Sunday, February 17, 2013

nice to meet you (again)

Gue ketemu satu cowok dari suatu acara gereja yg diadain setiap hari kamis selama berbulan-bulan, dan selama berbulan-bulan juga gue belom pernah ngobrol sama dia.


Dibilang ganteng sih sebenernya standar, baik biasa aja, tapi kok kayaknya di mata gue dia itu spesial, beda daripada cowok-cowok lain. Kenapa? Sebenernya bermula dari retret, dan di retret itu gue nemuin fakta kalau dia bisa bahasa roh, dan sejak saat itu gue adore dia banget (secara diem-diem), ditambah lagi dia itu family man dan pengajar bina iman. Can you imagine?

Dan sampai akhirnya setelah sekian lama gue gak ketemu sama dia, kemaren siang tepatnya jam 3 gue ketemu dia lagi. Ngeliat dia lagi dengan gaya cool nya itu. Ngedenger suara khas nya dia kalo lagi nyanyi yang bisa gue bilang keren.
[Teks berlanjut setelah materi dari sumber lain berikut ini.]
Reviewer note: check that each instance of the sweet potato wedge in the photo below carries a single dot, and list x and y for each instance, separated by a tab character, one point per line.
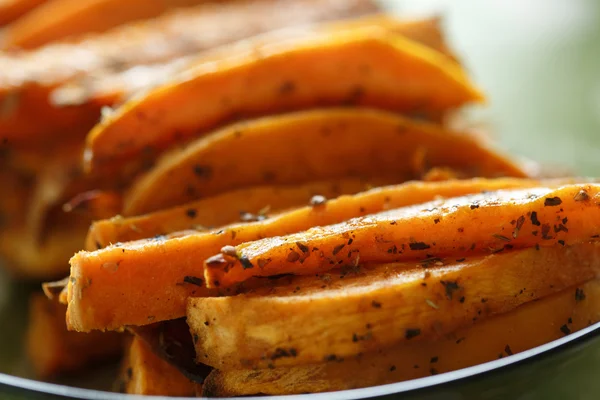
68	19
475	224
65	91
367	66
27	257
53	350
102	86
144	373
527	326
357	309
136	280
238	205
10	10
309	146
95	204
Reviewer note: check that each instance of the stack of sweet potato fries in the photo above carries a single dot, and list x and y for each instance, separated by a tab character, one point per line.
275	198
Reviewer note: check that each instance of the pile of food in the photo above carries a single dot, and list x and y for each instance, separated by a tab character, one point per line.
278	198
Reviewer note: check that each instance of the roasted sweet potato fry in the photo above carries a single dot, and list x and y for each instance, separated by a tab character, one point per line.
53	350
476	224
10	10
308	146
28	257
172	341
105	75
254	203
125	284
102	86
528	326
95	204
144	373
361	310
367	66
68	19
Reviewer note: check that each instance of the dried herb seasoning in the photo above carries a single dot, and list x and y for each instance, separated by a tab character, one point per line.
552	201
451	287
193	280
534	219
418	246
317	200
412	333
Walaupun gue enggak ngobrol panjang lebar sama dia, at least dia uda mulai nanggepin kalo gue lagi ngomong sama orang, comment-comment ringan, makan wafer coklat bareng dia dengan jarak kurang dari 30 senti, dia rela berdiri di belakang gue cuma supaya gue bisa dapet tempat duduk, dan diakhiri dengan kita berdoa bareng dan gue pegangan tangan sama dia, juga dia anterin gue balik ke rumah.


Well, ini sih bukti kegalauan gue. Bayangin sampe ditulis di blog segala. Cuma gue bingung aja sama diri gue sendiri, kenapa coba gue jadi mati kutu kalo lagi bareng dia, gak bisa berekspresi dengan bebasnya, padahal mah dianya nyantai-nyantai aja. Kan aneh. Gue kayak semacem takut gitu kalo dia jadi ilfeel sama gue makanya gue berusaha diem aja, gue cuma mau deket sama dia, meskipun dia uda punya cewek yang kayaknya dia sayang banget banget. Tapi rumput tetangga lebih hijau kan?
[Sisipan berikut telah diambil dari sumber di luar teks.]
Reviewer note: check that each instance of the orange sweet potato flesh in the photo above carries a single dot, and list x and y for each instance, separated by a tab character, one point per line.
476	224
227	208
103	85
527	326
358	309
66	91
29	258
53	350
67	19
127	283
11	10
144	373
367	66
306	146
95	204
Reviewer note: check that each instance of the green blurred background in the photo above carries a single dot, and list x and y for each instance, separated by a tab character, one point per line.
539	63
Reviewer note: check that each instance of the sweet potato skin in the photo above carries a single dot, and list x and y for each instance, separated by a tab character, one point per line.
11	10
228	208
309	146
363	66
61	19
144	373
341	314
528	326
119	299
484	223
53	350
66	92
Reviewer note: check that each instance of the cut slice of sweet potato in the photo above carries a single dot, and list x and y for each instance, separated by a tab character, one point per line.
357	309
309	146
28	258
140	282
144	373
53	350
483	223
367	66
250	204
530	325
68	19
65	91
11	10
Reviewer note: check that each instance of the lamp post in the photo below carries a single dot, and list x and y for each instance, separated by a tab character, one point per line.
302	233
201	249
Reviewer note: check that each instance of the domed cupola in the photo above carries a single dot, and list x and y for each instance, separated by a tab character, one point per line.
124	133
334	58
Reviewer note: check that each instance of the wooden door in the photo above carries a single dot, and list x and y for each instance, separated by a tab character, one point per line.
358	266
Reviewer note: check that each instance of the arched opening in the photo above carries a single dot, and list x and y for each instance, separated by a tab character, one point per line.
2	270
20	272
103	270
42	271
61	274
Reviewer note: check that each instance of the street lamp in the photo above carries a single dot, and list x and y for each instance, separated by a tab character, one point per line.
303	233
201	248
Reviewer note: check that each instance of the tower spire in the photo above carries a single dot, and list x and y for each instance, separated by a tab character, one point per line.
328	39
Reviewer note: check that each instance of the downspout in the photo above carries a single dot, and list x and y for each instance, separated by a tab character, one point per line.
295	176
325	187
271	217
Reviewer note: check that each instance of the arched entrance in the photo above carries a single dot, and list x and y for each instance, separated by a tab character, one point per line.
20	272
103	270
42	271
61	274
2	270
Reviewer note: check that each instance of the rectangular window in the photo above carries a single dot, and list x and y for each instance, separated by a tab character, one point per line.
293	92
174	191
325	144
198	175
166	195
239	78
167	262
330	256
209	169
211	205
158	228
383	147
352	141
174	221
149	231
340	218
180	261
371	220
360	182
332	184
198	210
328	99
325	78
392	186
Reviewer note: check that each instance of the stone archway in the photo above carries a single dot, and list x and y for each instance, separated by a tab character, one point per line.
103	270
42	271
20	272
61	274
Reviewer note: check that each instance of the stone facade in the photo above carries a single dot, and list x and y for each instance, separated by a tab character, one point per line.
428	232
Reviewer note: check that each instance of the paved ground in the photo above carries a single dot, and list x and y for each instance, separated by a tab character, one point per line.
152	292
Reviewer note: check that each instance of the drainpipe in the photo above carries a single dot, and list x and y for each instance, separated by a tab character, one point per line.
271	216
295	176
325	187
Untuk mengakhiri kegalauan gue, gue cuma mau kasihtau kalian kalau gue seneng tanggal 16 FEBRUARI 2013 itu pernah ada dan gue seneng bisa malem mingguan sama dia, walaupun bareng anak-anak yang lain juga. Dan gue berharap apapun yang terjadi, dia bisa bahagia.


Yang lagi galau,
Harisa Marcia.

Thursday, February 14, 2013

From Dust to Dust


Kita sebagai manusia punya keterbatasan, salah satunya keterbatasan dalam menghadapi kematian. Tua muda, kaya miskin, sakit sehat. Semuanya tidak bisa menolak kematian, juga tidak pernah tahu kapan gilirannya tiba. Semua manusia akan kembali menjadi debu tanah.

Beberapa hari ini, gue dikejutkan oleh kabar kematian yang mengejutkan. Pertama, bokap temen SD gue meninggal pas lagi asyik karaoke bareng keluarga. Kedua, tante gue (dari bokap) yang meninggal mendadak.
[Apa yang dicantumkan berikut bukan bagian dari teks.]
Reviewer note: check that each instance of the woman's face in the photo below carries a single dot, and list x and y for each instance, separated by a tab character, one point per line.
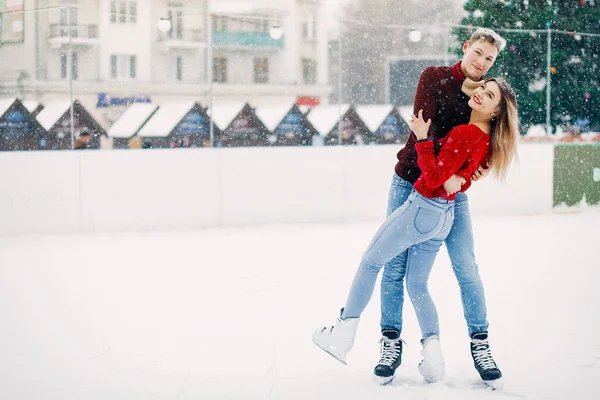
486	99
Di dalam hati gue sempet bertanya-tanya, apa yang sebenarnya Tuhan rencakan pada hidup kita? Mengapa ada kehidupan bila ada kematian? Mengapa kita harus hidup jika akhirnya harus meninggal juga?


Dan kotbah sang pendeta membuat gue sadar bahwa manusia itu seperti tanaman, dan Tuhan itu ibarat penanam. Tuhan bebas menanam kita kapanpun dia mau, dan Tuhan juga bebas mencabut kita jika memang sudah waktunya. Tuhan akan “mencabut” kita dari dunia bila ia sudah menyiapkan tempat baru untuk kita agar kita punya tempat nantinya.


Tapi kita harus ingat kematian bukanlah suatu hal yang harus ditakuti dan dihindari, kematian hanyalah proses, di mana setiap pribadi manusia harus mengalaminya. Lantas bukan berarti karena kita tahu hidup kita sementara, kita menjalani hidup seenaknya, malahan selama hidup kita yang sementara ini, kita harus menabur benih-benih kebaikan, menjauhi laranganNya, dan bekerja demi kemuliaanNya, sebab kia tidak pernah tahu kapan waktunya akan tiba.
 

All are from the dust, and to dust all return.